Quaresma geldiğinden beri aynı oyunu oynuyor, ilk geldiğinde taraftar çıldırıyordu, sonra diğer Portekizliler gelince bencilliği biraz daha farkedildi ama taraftar yine de mutluydu. Deli İbo takımdan yollanınca herkes kaptan olsun dendi, kaptan olunca da Quaresma aynı oyununu sürdürdü. İlk senesinde çoğunluk ne pahasına olursa olsun Quaresma kalsın diyordu.
Sonra 2. senenin başlayınca Quaresma aynı şekilde devam etti, artık herhalde taraftar Quaresma'ya alıştı ki yaptığı güzel hareketler takım oyununu bozan gereksiz çalımlara, şutlara dönüştü. Quaresma bütün maç durum bir asist yapabiliyor veya gol atabiliyordu. Bu yüzden takım maç kazanırken Quaresma'ya karşı olan daha az kişi vardı. Ama takım 2-0'dan maç verince yine aynı oynayan Quaresma suçlu oldu.

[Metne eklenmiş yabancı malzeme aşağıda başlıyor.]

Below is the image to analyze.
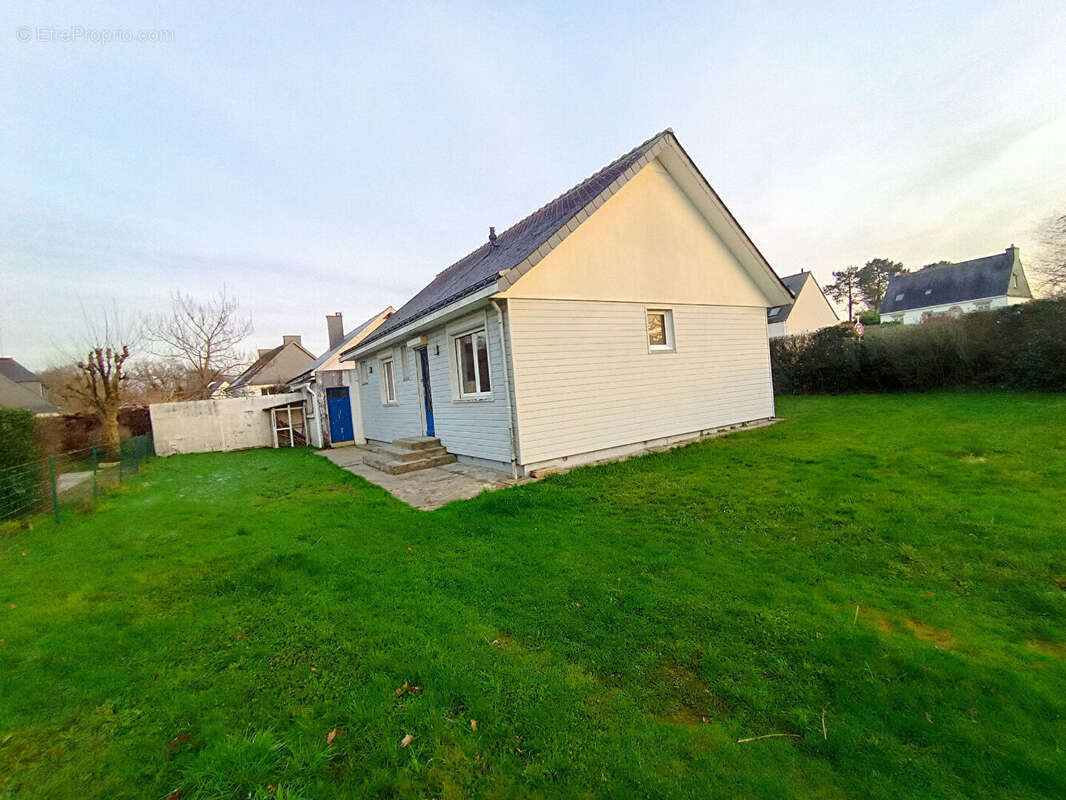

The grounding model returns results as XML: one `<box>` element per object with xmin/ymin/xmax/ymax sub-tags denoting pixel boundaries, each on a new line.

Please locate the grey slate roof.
<box><xmin>0</xmin><ymin>372</ymin><xmax>59</xmax><ymax>414</ymax></box>
<box><xmin>289</xmin><ymin>306</ymin><xmax>392</xmax><ymax>385</ymax></box>
<box><xmin>0</xmin><ymin>358</ymin><xmax>41</xmax><ymax>383</ymax></box>
<box><xmin>360</xmin><ymin>128</ymin><xmax>672</xmax><ymax>347</ymax></box>
<box><xmin>229</xmin><ymin>345</ymin><xmax>285</xmax><ymax>389</ymax></box>
<box><xmin>766</xmin><ymin>272</ymin><xmax>810</xmax><ymax>322</ymax></box>
<box><xmin>879</xmin><ymin>245</ymin><xmax>1032</xmax><ymax>314</ymax></box>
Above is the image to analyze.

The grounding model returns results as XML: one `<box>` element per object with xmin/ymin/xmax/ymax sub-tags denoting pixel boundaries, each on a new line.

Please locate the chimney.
<box><xmin>326</xmin><ymin>311</ymin><xmax>344</xmax><ymax>350</ymax></box>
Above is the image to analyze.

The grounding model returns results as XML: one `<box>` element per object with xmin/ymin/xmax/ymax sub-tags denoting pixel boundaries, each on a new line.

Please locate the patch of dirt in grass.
<box><xmin>648</xmin><ymin>660</ymin><xmax>732</xmax><ymax>725</ymax></box>
<box><xmin>1029</xmin><ymin>639</ymin><xmax>1066</xmax><ymax>658</ymax></box>
<box><xmin>858</xmin><ymin>608</ymin><xmax>895</xmax><ymax>636</ymax></box>
<box><xmin>907</xmin><ymin>619</ymin><xmax>957</xmax><ymax>650</ymax></box>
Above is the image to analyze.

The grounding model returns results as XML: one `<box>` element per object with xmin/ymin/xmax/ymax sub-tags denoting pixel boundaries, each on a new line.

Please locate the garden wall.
<box><xmin>148</xmin><ymin>391</ymin><xmax>304</xmax><ymax>455</ymax></box>
<box><xmin>770</xmin><ymin>300</ymin><xmax>1066</xmax><ymax>395</ymax></box>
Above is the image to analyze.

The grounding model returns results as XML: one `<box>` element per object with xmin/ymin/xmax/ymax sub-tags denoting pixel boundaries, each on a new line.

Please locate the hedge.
<box><xmin>770</xmin><ymin>300</ymin><xmax>1066</xmax><ymax>395</ymax></box>
<box><xmin>0</xmin><ymin>409</ymin><xmax>42</xmax><ymax>519</ymax></box>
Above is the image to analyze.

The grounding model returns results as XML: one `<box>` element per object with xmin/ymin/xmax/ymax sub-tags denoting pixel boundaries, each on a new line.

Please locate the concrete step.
<box><xmin>374</xmin><ymin>444</ymin><xmax>448</xmax><ymax>461</ymax></box>
<box><xmin>362</xmin><ymin>448</ymin><xmax>455</xmax><ymax>475</ymax></box>
<box><xmin>392</xmin><ymin>436</ymin><xmax>440</xmax><ymax>450</ymax></box>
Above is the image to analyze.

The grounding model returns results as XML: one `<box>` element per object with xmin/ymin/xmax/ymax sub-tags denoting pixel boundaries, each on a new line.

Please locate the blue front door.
<box><xmin>418</xmin><ymin>348</ymin><xmax>437</xmax><ymax>436</ymax></box>
<box><xmin>326</xmin><ymin>386</ymin><xmax>355</xmax><ymax>443</ymax></box>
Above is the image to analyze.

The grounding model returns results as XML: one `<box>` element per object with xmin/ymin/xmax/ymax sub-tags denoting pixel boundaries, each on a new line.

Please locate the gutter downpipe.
<box><xmin>488</xmin><ymin>298</ymin><xmax>518</xmax><ymax>480</ymax></box>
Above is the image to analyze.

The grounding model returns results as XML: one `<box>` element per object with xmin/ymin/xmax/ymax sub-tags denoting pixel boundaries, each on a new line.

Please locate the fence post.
<box><xmin>48</xmin><ymin>455</ymin><xmax>60</xmax><ymax>523</ymax></box>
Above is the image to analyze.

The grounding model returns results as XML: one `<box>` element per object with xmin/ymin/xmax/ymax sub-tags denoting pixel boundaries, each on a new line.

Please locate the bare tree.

Ben bir süredir Beşiktaş taraftarlığını bıraktım(yine de takip ediyorum, alışkanlığı bırakmak zor ), Demirören reklam alabilince Kızılay reklamını bırakan, Schuster'e takımı uzun vadede bırakıyoruz deyip bir kaç kötü maçın ardından yollayan, Deli İbo'ya sene sonu jübile yapacağız diyip ardından unutan bir adam olduğunu ve kendini hiç de geliştirmediğini ve borcu nedeniyle ölene kadar takımda duracağını düşünerek Demirören gidene kadar Beşiktaş'ı tutmamaya karar verdim.
Ama Quaresma olduğunda olanağım varsa Beşiktaş maçlarını izliyorum, çünkü futbolu daha keyifli yapan bir adam, takıma zarar veriyor ama futbolu izlenir yapıyor aynı zamanda. Bence taraftar bir seçim yapmalı, Mustafa Denizli'nin kadrosu gibi bir kadromuz mu olsun şimdiki gibi bir kadromuz mu?
Kaptanlık konusuna gelince bence hem haklısınız hem de abartıyorsunuz. Takımın efsane kaptanları vardı diye Quaresma'nın o seviyede olmasını bekleyemezsiniz ama en azından takıma sahip çıkmasını beklemek gerekir.
Bir de lütfen Ernst'e, Necip'e, Hilbert'e veya takım için savaşan oyunculara bir maç kötüler diye laf etmeyin, takıma faydalı olmak için elinden geleni yapmış bir oyuncunun suçu yoktur.